Thursday, July 31, 2014

BizTalk Toolkit 2.1 ESB Add Namespace Pipeline Component and Encoding

Here is something that tripped me up the other week.  I was working on a Proof of Concept (POC) with BizTalk and writing XML messages to a RedHat Linux Network File Share (NFS).  To connect to the NFS, I followed a great blog post How to connect to an NFS with Windows Server 2008 R2 by Randy Aldrich Paulo.  Anyway, what tripped me up was the encoding of the files that were written to the server.

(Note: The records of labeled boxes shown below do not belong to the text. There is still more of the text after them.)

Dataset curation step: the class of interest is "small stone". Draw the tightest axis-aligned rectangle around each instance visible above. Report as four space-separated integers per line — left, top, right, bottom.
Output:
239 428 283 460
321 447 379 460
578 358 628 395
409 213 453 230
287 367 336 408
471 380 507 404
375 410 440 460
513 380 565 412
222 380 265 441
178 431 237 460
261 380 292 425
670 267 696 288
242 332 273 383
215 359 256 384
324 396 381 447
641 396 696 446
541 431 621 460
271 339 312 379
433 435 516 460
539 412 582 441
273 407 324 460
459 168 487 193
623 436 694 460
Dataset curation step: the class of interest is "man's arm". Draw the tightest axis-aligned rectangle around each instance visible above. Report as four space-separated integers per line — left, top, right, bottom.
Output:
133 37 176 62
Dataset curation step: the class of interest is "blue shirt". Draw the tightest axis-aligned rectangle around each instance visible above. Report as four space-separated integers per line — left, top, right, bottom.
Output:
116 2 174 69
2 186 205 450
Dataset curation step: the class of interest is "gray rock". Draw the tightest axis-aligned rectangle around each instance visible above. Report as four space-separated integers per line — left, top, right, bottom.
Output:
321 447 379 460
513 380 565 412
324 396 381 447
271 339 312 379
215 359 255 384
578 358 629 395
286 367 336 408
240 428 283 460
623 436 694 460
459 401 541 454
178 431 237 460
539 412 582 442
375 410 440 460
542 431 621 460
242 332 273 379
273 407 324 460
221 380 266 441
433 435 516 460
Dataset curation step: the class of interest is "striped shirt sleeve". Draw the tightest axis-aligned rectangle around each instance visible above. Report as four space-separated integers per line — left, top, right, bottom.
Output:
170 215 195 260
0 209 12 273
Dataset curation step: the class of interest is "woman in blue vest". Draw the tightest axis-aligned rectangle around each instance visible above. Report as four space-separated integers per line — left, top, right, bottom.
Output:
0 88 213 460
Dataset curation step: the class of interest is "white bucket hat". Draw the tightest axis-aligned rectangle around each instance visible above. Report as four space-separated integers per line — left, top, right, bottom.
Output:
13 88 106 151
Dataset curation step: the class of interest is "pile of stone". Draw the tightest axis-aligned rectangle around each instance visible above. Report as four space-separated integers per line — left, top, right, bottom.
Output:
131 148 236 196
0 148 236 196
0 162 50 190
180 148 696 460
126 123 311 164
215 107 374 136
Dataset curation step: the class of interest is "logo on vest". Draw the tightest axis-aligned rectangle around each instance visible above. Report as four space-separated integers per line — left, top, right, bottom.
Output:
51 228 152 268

On send ports, I usually use the "Out of the box" XMLTransmit pipeline component.  However, this particular POC had a requirement to strip all namespace prefix tags from the XML elements contained in the message while retaining the target namespace on the root element.  I thought, no problem, the ESB Toolkit has two pipeline components I can use to solve this.  Specifically, I created a pipeline component that used the ESB Remove Namespace Pipeline Component and the ESB Add Namespace Pipeline Component.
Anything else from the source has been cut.